If these books were taken as the equivalent of The Odyssey or Iliad, then no one would have to go through the process that you do, or the suicide bomber does. They would be left having to act on their intuition and the intuition of others, guided by rational discovery through the scientific process. When you make a decision about what to believe about physics, biology, history, and mathematics, you take your advice from experts in these realms of knowledge. Moral advice can come from experts who arrived at their position in society through the same course of rational discovery offered by science.

The third reason I give for your moderation being a danger to our future is that we are reaching a breaking point. The collision of incompatible religious beliefs with ever more prevalent destructive technology is occurring at an increasing rate. You can, by simply rejecting faith as a reasonable tool of discussion, leave the fundamentalists wide open to criticism.

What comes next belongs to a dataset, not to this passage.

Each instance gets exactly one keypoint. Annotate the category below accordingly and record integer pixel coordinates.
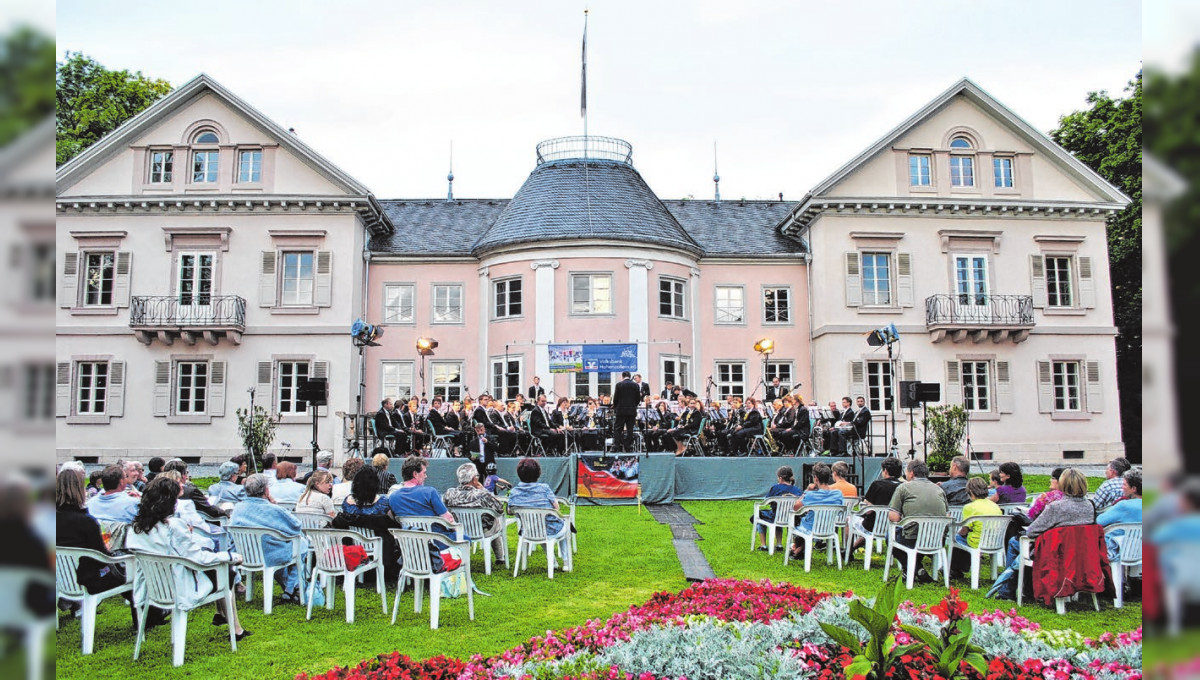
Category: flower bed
(725, 630)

This does not mean you have to become an atheist. I do not consider myself an atheist just like I do not consider myself to be a non-astrologer. I do not have to start every day by recognizing my lack of belief that the world is flat, or consoling myself as part of a group of Zeus deniers.

No one can be an atheist. It is impossible to be a not. You cannot be by not being something.

Did we have to label ourselves non-racist to marginalize the idea of racism? Did the Christians of the third century ever label the believers in Zeus atheist? By their definition, they are also atheists with respect to the god of Mohammad, and the plethora of other gods who have gone from our collective consciousness for the same reasons that the current ones will. So start calling your religious friends atheists, if not for any other reason than to give the word its deservedly absurd meaning. Don’t become a not, become what you already are by letting go of what you cannot be yet strive for out of a yearning for cultural acceptance. Become a rational thinker. Become reasonable. Reason Able.

Every year in the United States of America, over 200,000 Children are beaten in school.

This practice is largely a religious phenomenon and without this cover it would be critically analyzed for its effect on human well being just like any other phenomena of our experience. So long as you cling to your moderation, you keep the conversation from being free of an out through faith. You shield irrational behavior from the realm of objective criticism.

You allow the dirty old man to claim he is paddling a seventeen year old girl because if he didn’t she would burn in hell for an eternity, or he would be committing sin himself for sparing the rod, or that the creator of the universe has told him that this practice will foster proper behavior by the girl in the future.

It’s ok to not have an answer to the big questions. You do not have to claim that you have all the answers and they are located in a certain text that was authored by the creator, or by a man through the creator. To do so is to deny any ability to move foreword to a unified human society, as these divine texts are mutually incompatible. It is wrong to lie to yourself, and especially cruel to pass this mental affliction to children.

Let go.

Several passages in this piece were inspired by the lectures of Sam Harris.